Each work begins as a location found on a map, researched and tracked down, before the picture is made. Each site, the subject of a single frame. Composing only and always outdoors, Cooper describes his commitment to method, "I have worked in the landscape since 1969, when I made a vow to do nothing else. I walked eight miles up ... See Canyon in central California, got to its end, found and made a picture; which I consider my first real picture." Yet, his photographs are not documents, records of a voyage; he does not take his pictures, but 'finds' them, 'makes' them. Devoid of figures and animals, Cooper's images do not even evidence the residue of human contact, aiming instead towards an imaging of transcendence, of time within place. The compelling tableaux invest themselves in the intricate shapes of entwined tree branches, the unique identity of a wave, the velveteen flow of water, or visceral geology of rock formations; they are the texture of place, enabled through the artist's use of a chiaroscuro technique - the use of deep, dramatic, and highly contrasting variations of light and shade in an image - and the effect of his antique silver prints, layered in accentuating selenium and gold chloride.

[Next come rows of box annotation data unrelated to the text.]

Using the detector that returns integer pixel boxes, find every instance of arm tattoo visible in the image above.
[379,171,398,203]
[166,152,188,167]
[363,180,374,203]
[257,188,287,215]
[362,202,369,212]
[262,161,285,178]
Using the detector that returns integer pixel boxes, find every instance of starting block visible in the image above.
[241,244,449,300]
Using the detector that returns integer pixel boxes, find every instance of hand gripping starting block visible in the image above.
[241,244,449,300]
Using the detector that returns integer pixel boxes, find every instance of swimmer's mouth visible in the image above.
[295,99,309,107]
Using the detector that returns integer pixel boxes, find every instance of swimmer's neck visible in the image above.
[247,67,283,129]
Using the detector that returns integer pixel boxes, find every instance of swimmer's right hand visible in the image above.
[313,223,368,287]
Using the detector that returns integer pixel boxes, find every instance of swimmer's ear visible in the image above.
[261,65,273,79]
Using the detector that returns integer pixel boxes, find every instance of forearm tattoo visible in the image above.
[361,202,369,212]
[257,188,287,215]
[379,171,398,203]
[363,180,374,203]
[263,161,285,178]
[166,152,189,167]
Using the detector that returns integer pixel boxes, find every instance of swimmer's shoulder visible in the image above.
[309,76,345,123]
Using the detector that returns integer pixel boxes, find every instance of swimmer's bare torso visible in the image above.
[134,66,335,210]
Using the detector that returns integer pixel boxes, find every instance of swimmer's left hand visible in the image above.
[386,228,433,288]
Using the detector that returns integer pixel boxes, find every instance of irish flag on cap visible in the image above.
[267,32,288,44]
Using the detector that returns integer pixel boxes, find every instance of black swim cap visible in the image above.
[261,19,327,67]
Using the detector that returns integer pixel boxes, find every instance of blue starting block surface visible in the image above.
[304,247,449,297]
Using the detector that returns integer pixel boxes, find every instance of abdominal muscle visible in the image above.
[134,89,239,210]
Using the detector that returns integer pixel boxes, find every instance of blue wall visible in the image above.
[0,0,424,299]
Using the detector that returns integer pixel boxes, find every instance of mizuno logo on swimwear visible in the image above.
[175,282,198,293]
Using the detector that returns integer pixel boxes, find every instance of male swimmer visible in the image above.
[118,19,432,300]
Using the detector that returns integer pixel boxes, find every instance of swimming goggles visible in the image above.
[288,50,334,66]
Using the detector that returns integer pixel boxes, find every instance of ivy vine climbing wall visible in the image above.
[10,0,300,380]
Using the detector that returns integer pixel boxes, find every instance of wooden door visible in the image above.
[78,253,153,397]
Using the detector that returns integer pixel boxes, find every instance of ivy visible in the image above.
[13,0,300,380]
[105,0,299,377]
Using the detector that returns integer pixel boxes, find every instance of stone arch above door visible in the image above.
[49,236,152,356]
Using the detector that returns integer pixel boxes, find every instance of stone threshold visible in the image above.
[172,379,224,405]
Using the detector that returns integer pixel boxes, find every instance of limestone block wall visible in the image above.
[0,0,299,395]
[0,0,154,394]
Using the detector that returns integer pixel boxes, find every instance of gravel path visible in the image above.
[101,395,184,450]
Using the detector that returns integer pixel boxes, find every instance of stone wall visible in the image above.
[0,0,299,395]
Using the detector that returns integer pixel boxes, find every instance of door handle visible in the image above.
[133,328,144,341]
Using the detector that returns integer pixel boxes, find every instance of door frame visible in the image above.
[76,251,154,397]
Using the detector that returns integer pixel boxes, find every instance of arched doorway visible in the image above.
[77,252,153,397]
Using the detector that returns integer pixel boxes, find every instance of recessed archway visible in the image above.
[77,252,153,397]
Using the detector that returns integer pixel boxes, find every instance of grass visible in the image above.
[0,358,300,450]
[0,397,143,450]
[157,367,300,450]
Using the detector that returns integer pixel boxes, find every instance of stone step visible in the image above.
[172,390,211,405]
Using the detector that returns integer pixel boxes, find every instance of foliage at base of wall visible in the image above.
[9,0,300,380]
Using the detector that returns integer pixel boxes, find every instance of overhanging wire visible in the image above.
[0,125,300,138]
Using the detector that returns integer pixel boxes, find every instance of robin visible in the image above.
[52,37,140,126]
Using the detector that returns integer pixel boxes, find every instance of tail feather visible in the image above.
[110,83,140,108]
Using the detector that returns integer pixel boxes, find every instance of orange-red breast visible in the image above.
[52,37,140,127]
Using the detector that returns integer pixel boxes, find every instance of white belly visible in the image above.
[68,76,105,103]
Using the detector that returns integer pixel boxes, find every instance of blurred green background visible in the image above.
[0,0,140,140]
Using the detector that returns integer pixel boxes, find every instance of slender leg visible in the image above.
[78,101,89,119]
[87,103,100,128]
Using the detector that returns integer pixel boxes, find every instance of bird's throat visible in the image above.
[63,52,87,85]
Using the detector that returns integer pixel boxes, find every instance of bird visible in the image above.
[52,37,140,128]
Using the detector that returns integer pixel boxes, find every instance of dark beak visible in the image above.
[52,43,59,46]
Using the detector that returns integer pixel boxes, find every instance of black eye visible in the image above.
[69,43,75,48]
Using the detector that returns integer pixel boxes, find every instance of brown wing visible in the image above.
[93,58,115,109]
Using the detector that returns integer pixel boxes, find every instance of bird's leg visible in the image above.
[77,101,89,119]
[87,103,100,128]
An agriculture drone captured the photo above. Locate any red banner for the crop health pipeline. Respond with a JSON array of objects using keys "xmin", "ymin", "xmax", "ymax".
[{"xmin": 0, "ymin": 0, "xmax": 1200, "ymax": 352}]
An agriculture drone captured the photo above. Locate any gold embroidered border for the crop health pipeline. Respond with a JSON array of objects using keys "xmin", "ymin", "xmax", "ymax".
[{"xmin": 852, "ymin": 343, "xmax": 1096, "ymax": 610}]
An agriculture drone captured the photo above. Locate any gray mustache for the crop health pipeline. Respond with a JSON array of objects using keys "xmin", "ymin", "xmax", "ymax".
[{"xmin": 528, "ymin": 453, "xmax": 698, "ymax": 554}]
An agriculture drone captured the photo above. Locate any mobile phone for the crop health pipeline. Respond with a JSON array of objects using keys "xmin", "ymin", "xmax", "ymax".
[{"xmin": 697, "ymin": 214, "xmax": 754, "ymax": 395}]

In his most recent exhibition at Haunch of Venison, London (2004), 'point of no return', Cooper presented the first portion of an epic series, which began for him in the early 1990s. 'The World's Edge - The Atlantic Basin Project' seeks to map the extremities of land and islands that surround the Atlantic Ocean, beginning with Europe and Africa, as the artist ventures, both physically and visually, from 'North of 80 degrees - Looking towards the Furthest North, Europe - The North Polar Sea' (2004) made at the Svalbard Archipelago in Norway to 'Furthest West - the Mid-Atlantic Ocean' (2004) composed at Cape Verde Peninsula, in Senegal, to 'Furthest South - The Indian Ocean - High Tide' (2004) found at Cape Agulhas in South Africa. However, moving from the Old world to the new, this first part of an epic adventure, Cooper's works also seek to outline the memory of the landscape in a global history marked by the fruits and pitfalls of globalization. 'At the World’s Edge - Southwest-most - Looking towards the New World - the North Atlantic Ocean' marks the starting point of Magellan's circumnavigation of the globe; 'Sea Fog - the Mouth of the River Quadalquivir - the Mid-North Atlantic Ocean' memorializes the commencement of Columbus's 1492 journey into the unknown: points of no return.
Thomas Joshua Cooper, born in San Francisco, has lived in Scotland for the past twenty years, where he is Professor of Fine Art at Glasgow School of Art. During this time he has founded the only fine art photography course in the UK. Cooper has held over fifty solo exhibitions since 1971 across Europe and America, including in 2001, an exhibition at Tate St. Ives, and more recently, an exhibition at Haunch of Venison, London (2004), followed by exhibitions in 2005 at the Galerie Judin, Zurich, the Whitworth Art Gallery, University of Manchester, and Casa das Mudas Centro das Artes, Madeira. His work can be found in public and private collections around the world, including the Art Institute of Chicago; the J. Paul Getty Museum, Los Angeles; the National Gallery of Canada, Ottawa; the Arts Council of England, and the Victoria and Albert Museum, London.